2026-Apr: Research pushed toward practitioner accessibility: InferenceEvolve demonstrated LLM-guided evolutionary frameworks automating causal method selection, Causal-Audit introduced time-series assumption validation (78% abstention on severe violations), and peer-reviewed research confirmed single-robust ML estimators underperform doubly-robust methods (TMLE, AIPW) — reinforcing known reliability gaps. METER benchmark (4,145 items) revealed sharp LLM performance degradation across Pearl's ladder (93.5% causal discovery vs 73% counterfactual), limiting LLM-assisted causal automation. CausaLens launched enterprise GA causal AI platform with named customers across asset management, investment banking, transportation, and energy. Production deployment barriers documented: model upgrades in causal inference pipelines shifted risk estimates by 0.12-0.19 points and increased confidence interval widths 23%, creating deployment instability. Remerge published 20+ RCT-based uplift case studies (2023-2026) showing 30-60% CPA reductions across 100+ mobile marketing campaigns, providing the strongest documented production evidence base for the practice. Adoption remained concentrated in e-commerce and marketing; no clinical workflow integration despite sustained healthcare research interest.

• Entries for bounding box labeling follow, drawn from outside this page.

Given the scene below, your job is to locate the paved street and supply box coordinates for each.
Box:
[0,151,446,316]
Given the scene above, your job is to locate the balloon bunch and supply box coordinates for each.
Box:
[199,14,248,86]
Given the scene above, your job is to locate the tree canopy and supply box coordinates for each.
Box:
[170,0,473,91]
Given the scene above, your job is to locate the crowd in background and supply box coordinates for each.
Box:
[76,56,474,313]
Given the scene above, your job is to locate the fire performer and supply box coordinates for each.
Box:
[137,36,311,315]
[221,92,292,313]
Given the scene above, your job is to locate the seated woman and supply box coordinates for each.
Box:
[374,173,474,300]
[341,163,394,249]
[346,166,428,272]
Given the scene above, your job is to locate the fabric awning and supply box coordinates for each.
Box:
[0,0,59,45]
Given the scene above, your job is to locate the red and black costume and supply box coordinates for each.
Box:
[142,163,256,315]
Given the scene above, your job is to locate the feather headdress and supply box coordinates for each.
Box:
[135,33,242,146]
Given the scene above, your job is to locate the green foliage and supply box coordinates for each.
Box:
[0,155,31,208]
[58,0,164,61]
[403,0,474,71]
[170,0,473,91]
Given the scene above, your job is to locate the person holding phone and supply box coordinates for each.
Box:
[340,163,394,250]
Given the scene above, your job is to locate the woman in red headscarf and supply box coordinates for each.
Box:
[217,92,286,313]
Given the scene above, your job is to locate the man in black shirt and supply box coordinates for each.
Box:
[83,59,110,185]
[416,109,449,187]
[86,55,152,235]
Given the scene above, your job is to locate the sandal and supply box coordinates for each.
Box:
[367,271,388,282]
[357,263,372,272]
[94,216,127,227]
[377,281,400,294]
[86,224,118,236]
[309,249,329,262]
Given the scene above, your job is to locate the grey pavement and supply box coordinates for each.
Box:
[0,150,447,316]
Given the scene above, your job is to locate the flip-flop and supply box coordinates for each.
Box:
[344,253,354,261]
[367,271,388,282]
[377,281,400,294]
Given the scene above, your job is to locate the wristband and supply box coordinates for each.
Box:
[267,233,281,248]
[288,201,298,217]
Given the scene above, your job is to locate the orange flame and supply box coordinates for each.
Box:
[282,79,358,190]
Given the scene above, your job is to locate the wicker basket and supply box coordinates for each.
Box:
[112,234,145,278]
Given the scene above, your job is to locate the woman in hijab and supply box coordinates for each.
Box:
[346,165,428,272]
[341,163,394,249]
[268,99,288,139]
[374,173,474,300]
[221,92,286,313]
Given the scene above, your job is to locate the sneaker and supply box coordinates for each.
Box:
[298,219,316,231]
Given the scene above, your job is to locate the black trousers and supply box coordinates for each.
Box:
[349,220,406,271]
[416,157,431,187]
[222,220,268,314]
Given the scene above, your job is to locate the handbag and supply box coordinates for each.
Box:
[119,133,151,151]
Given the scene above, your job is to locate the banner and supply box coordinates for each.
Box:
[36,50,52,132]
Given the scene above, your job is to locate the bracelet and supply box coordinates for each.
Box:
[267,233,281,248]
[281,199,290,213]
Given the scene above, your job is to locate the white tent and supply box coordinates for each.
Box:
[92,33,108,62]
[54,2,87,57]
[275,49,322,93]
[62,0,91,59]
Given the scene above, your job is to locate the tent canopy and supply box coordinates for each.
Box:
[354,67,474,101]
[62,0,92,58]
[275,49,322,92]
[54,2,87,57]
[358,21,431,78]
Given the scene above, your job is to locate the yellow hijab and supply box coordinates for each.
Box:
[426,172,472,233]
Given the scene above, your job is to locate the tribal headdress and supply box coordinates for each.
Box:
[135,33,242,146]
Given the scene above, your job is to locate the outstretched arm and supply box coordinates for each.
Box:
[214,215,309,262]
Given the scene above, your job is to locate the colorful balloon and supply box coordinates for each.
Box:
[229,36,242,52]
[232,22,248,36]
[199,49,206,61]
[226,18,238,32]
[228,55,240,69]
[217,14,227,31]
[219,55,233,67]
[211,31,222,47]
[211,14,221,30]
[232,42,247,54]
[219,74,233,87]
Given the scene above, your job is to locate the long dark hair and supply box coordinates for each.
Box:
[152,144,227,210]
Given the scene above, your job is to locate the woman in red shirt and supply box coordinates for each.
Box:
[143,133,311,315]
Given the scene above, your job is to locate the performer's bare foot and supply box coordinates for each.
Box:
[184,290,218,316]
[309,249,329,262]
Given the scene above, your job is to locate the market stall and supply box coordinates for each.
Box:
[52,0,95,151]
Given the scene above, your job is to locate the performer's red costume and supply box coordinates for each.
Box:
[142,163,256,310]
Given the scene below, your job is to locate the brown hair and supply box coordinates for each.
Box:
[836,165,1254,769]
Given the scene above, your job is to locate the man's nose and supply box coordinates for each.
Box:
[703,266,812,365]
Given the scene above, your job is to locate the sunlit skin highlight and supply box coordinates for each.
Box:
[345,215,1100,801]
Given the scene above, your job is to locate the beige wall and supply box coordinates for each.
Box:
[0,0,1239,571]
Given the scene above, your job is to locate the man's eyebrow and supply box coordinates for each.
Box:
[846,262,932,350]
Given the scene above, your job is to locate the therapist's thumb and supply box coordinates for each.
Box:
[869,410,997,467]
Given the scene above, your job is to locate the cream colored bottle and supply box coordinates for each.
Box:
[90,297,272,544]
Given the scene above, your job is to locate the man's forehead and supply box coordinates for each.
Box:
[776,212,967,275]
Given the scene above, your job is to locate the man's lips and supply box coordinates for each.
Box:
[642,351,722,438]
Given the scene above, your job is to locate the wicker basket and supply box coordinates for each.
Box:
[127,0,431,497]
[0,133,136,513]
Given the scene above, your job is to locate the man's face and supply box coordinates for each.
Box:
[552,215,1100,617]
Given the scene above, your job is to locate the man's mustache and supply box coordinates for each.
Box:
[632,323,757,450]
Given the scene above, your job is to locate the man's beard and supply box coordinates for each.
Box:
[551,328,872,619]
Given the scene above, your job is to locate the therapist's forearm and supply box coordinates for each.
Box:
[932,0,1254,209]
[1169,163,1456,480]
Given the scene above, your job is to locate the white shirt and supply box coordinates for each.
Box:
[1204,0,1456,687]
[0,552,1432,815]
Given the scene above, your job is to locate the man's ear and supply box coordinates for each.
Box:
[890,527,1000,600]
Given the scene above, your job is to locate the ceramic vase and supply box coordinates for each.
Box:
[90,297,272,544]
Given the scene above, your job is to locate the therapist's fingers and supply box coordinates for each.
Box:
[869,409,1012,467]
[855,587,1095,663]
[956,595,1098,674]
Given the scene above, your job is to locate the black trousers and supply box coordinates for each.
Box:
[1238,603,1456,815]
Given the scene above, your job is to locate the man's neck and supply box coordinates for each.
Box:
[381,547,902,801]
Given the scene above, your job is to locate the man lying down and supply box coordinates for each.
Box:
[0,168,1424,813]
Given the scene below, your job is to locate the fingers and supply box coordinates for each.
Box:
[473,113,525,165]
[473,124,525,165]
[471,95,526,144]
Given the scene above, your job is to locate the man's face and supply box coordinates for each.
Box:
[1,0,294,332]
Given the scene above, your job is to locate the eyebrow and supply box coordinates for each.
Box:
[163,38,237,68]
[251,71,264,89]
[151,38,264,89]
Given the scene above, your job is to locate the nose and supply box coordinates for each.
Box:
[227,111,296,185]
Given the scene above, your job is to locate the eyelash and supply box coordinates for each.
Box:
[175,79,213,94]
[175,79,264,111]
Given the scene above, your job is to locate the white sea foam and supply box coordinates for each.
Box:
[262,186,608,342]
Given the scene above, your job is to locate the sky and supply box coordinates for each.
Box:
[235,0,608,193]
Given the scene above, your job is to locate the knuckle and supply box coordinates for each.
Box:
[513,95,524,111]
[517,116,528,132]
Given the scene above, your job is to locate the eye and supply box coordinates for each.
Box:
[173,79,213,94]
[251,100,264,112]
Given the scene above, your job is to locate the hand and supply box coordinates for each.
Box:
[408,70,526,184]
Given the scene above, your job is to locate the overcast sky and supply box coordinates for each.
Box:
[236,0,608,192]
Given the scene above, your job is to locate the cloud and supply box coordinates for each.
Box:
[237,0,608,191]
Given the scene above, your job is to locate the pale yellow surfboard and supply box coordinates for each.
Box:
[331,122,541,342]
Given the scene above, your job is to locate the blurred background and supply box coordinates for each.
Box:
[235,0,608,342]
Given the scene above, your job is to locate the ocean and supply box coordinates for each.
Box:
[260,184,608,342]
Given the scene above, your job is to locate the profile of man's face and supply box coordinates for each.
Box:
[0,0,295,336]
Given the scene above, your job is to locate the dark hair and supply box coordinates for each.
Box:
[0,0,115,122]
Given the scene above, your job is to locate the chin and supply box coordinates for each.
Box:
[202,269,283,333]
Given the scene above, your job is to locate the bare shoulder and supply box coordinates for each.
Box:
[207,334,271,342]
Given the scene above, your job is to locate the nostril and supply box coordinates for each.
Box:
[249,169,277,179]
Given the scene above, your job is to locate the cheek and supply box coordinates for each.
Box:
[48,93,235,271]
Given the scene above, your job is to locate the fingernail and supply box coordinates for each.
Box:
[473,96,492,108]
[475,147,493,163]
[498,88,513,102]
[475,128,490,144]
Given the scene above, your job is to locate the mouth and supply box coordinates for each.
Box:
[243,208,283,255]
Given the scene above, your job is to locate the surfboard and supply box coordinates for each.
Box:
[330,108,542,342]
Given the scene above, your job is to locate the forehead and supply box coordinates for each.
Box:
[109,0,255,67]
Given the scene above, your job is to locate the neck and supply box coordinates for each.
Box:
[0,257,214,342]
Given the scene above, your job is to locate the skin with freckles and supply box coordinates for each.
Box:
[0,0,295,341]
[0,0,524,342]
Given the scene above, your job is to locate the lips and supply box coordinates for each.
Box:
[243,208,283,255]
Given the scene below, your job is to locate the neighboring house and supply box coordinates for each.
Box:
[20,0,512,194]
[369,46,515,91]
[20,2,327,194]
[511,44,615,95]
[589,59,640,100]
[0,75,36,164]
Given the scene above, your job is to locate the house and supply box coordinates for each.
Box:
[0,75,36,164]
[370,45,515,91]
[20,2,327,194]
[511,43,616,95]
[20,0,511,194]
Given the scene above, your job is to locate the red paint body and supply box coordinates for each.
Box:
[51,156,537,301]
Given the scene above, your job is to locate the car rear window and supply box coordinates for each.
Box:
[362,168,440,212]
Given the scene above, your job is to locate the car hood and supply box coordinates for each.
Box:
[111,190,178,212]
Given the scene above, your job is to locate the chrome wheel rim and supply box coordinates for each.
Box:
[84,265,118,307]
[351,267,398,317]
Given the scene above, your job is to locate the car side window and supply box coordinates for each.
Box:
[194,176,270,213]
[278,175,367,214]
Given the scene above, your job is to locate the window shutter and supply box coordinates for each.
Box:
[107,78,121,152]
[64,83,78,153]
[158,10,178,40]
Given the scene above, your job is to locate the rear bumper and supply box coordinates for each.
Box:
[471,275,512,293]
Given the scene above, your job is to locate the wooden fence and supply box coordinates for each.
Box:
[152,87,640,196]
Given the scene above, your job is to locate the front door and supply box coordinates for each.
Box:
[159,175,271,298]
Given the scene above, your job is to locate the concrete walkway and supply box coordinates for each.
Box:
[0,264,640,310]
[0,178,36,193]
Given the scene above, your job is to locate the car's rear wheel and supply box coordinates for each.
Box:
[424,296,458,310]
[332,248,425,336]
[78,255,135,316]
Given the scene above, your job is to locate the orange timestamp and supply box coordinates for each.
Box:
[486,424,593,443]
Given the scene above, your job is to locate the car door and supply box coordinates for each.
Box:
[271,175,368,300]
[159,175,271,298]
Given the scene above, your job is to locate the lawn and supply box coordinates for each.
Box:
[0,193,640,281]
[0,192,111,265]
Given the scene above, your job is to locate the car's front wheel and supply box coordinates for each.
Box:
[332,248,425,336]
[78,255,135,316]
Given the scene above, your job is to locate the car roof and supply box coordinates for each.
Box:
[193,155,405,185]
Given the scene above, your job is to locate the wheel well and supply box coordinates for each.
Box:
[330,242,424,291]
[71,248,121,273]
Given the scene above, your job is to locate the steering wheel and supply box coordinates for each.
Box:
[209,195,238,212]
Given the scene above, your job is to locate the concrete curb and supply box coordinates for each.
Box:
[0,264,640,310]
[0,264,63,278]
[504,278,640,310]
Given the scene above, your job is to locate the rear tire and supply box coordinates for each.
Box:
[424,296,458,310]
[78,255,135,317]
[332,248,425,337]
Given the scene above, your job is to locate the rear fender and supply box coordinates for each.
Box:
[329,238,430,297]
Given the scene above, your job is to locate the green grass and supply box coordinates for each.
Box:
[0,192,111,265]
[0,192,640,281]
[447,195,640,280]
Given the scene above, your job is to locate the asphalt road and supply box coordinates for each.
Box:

2026-May: Production deployment in marketing and fintech continued to accumulate: Adyen Uplift GA reports 10% conversion lift using causal inference on trillions of payment transactions (validated by Nord Security); Cassandra.app serves 100+ marketing teams with geo-based uplift testing with documented ROI improvement across markets; Meta incremental attribution geo-tests demonstrated 18% incremental sales growth. Critical reliability signal reinforced: ICLR 2025 Amazon/UCLA benchmark confirmed 62% of contemporary CATE models underperform trivial baselines on real-world heterogeneous data. Practitioner accessibility improving via agentic automation (variable selection and graph construction reduced from weeks to hours), and TU Delft research formalised assumption-violation detection methods. Adoption concentration in e-commerce and marketing remained unchanged despite growing tooling accessibility and deepening evidence base.